Former top Credit Suisse shareholder Harris Associates sells out of the bank

One of Credit Suisse’s longest-serving shareholders has sold his entire stake in the scandal-plagued Swiss bank after losing patience with its strategy amid continued losses and an exodus of customers.

US investment manager Harris Associates, whose deputy chairman and chief investment officer David Herro was for many years among the Swiss bank’s most prominent supporters, owned a whopping 10 percent of Credit Suisse shares last year.

Harris began to scale back his exposure in October following the fundraising of SFr4bn ($4.3bn), when Saudi National Bank supplanted it as the top investor, and had now completely divested, Herro told the Financial Times.

“There is a question about the future of the franchise. There has been a large outflow from asset management,” he said, referring to the SFr111 billion that Credit Suisse clients have withdrawn in the last three months of 2022, especially after rumors of the bank’s financial health emerged on social media.

“We have many other options for investing,” he added. “Rising interest rates mean that many European financial institutions are going the other way. Why choose something that burns capital when the rest of the industry is generating it now?”

Harris still owns shares in several European financial institutions, including Lloyds Banking Group, Intesa Sanpaolo, BNP Paribas, Julius Baer and German insurer Allianz. It has more confidence in their prospects as rising interest rates boost their credit margins, profitability and ability to pay dividends and buy back shares.

Herro isn’t convinced that Credit Suisse’s latest radical restructuring, which includes spun off its investment bank and bolstered its asset management business, can change the 167-year-old lender’s fortunes.

Harris is particularly frustrated with the cost and lack of transparency of the investment banking spin-off deal with former board member Michael Klein — which will revive the First Boston brand name — and the agreement to sell its securitized products business to private equity group Apollo.

“We find the plan to restructure the investment bank, while a noble goal, cumbersome and much more costly in terms of cash burn than we expected,” said Herro. “We were also not satisfied with what we got in terms of yield. . . from the sale of securitized products.”

Credit Suisse said it was “ahead of our plan” and stressed that it had “clear strategic objectives”, adding: “We are focused on successfully executing our plan and achieving our goals to ensure that the new Credit Suisse delivers sustainable value for all our stakeholders.”

Credit Suisse last month reported a loss of SFr 7.3 billion for 2022, its second consecutive annual loss and the largest since the global financial crisis.

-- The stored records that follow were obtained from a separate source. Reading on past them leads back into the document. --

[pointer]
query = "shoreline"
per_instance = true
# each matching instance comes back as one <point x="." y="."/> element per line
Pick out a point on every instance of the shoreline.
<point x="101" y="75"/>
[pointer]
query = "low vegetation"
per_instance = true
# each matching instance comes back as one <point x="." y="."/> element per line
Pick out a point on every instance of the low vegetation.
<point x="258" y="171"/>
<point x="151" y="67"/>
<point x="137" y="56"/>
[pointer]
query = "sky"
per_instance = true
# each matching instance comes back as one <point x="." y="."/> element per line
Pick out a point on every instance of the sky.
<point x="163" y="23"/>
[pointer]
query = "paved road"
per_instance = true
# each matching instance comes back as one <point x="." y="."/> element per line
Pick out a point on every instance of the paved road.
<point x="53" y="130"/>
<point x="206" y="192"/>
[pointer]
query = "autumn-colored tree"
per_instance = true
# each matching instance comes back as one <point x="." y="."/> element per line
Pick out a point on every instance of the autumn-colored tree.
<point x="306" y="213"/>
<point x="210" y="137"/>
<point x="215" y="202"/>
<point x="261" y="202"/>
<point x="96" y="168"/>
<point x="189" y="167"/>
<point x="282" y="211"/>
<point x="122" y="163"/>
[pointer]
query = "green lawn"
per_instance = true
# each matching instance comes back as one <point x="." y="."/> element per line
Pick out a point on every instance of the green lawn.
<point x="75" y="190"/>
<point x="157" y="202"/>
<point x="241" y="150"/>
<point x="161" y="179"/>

The bank also indicated that there would be a “significant loss” this year.

Shares of the bank hit an all-time low of SFr2.52 on Thursday following a flurry of negative media stories about the struggle to retain staff and preserve client assets. Although it ended the week at SFr 2.78, the stock is down 77 percent over the past two years.

Herro was an active shareholder, fighting but failing to retain former CEO Tidjane Thiam and dismayed chairman Urs Rohner after the CEO was embroiled in a corporate espionage scandal in 2019.

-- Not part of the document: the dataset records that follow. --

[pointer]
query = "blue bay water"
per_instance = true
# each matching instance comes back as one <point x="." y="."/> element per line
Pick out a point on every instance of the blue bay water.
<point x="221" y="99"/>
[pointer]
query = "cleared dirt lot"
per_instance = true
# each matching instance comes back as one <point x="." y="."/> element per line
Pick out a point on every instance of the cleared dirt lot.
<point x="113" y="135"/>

Harris first bought Credit Suisse stock in 2002 when it cost less than SFr30, then sold it all before the financial crisis in 2008 at prices between SFr60 and SFr70, according to filings.

It bought back in 2009, when the price had fallen to around SFr 23, and saw a value opportunity. After initially rising to SFr 56, shares have since fallen steadily.

In May 2012, Harris owned 37 million shares in the group, which at the time were worth just over SFr 600 million, but would be valued today at SFr 103 million.

“It’s been a measurable drag on our performance,” said Herro. ‘You can’t win every time – it’s the business I’m in. We meet every company we own, but you spend a lot more time with your problem kids. Credit Suisse has been a waste of time and value for years.”

The two largest shareholders in Credit Suisse are now the Saudi National Bank, which bought a 10 percent stake last year as part of the capital raise, and the Qatar Investment Authority, which increased its stake to 7 percent at the same time.

Other U.S. investors who have cut their holdings include the $327 billion San Francisco-based asset manager Dodge & Cox, which held a peak of 5.11 percent of the stock at the end of 2020, according to the data submitted. This is now at 3.1 percent.

Artisan Partners, a top-five shareholder last year and bought into the group shortly after the appointment of former chairman António Horta-Osório, has sold out completely over the past six months.